Dass die Krönung dort stattfindet, wo bereits ein Schwerpunkt gesetzt wird – wie es beispielsweise durch Doerky in Gent vorgeschlagen wurde –, ist dennoch eine nachvollziehbare Forderung. Dies gilt vor allem dann, wenn Mainz und Baiern in diesem Jahr ohnehin keinen Schwerpunkt dafür übrig haben.
Was spricht für eine Krönung in Gent?
In Gent steht die größte und prächtigste Residenz aller europäischen Staaten. Auch wenn dieses Prestigespielzeug die Traditionalisten wohl kaum befriedigen wird, bietet es doch eine beeindruckende Kulisse. Zudem könnte sich die Hausherrin, die Großherzogin, dort wirkungsvoll in Szene setzen, wenn sie beispielsweise einen sehr guten Platz erhält. Sitzt die Mutter Oberin dann direkt daneben, hätte das in Bezug auf die Frauen in Machtpositionen im Kaiserreich noch einmal eine deutliche Signalwirkung.

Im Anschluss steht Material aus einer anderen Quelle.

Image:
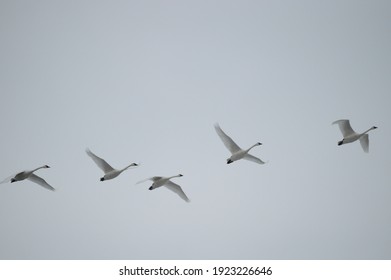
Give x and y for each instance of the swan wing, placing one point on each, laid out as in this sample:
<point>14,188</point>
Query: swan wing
<point>253,159</point>
<point>102,164</point>
<point>177,189</point>
<point>344,126</point>
<point>38,180</point>
<point>364,141</point>
<point>155,178</point>
<point>8,179</point>
<point>228,142</point>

Wenn sowieso schon alle Adligen in Gent versammelt sind, könnte man die Gelegenheit nutzen und zusätzlich ein bis zwei prestigeträchtige Hochzeiten im Hochadel organisieren. Falls die Modewoche zudem kurz vor oder kurz nach der Krönung stattfindet, könnte dies zu einer echten Etatexplosion für Burgund führen.
Geldsituation
Je einiger und prächtiger die Krönung ausfällt, desto besser ist es am Ende für den Reichspfennig. Das heißt, dass die kaiserliche Kasse einen kleinen Kredit in meinen Augen gut verkraften und aushalten kann, da er sich sehr schnell wieder abbezahlen lässt.

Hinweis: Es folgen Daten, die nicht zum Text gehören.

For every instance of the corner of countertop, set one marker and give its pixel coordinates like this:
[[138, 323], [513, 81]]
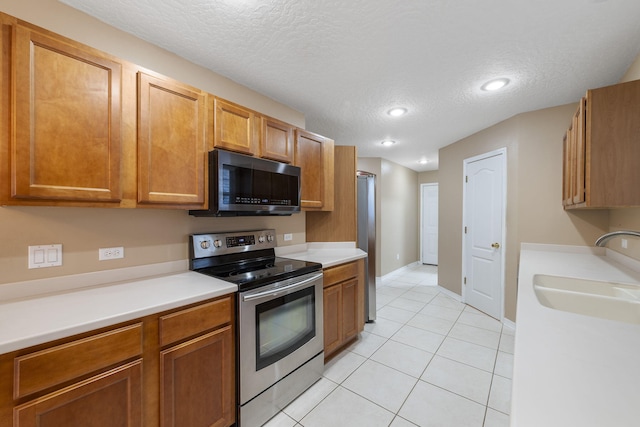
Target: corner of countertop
[[546, 247]]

Wenn man das Ganze mit der Modewoche koppelt, könnte sich Gent – unter der Voraussetzung, dass es so stattfindet und wirklich für eine Etatexplosion sorgt – dazu verpflichten, im nächsten Jahr eine festgelegte Summe X extra in die kaiserliche Kasse einzubezahlen. Dadurch würde der Kredit durch das Kaiserreich noch schneller wieder abbezahlt werden.
Situation im Kaiserreich und Ernte
Wenn wir noch einmal vor einer schlechten Ernte stehen, hat das Kaiserreich durch den baierischen Schwerpunkt direkt eine Maßnahme parat, die unmittelbar nach der Krönung verkündet werden kann. Das schafft zusätzliche Sicherheit im Volk und Reich. Ideal wäre es, wenn dies von einem bereits verabschiedeten Reichsgesetz begleitet wird, das alle Fürsten unterschrieben haben.
Es gilt also, viele kleine Synergieeffekte zu nutzen. Man sollte an dieser Stelle nicht zu sehr sparen, sondern die Krönung als eine hervorragende Möglichkeit sehen, Vertrauen aufzubauen sowie Stabilität und Normalität im Kaiserreich zu bewahren.
Militär
Das Militär darf auf keinen Fall abgebaut werden. Sollte sich die Erntesituation noch einmal verschlechtern, drohen im schlimmsten Fall Aufstände. Menschen, die in Massen unter Hunger leiden, handeln in solchen lebensbedrohlichen Situationen nicht mehr rational. In diesem Szenario werden wir einsatzbereites Personal genau dort benötigen, wo die Gefahr einer Hungersnot am größten ist – beispielsweise in Süddeutschland.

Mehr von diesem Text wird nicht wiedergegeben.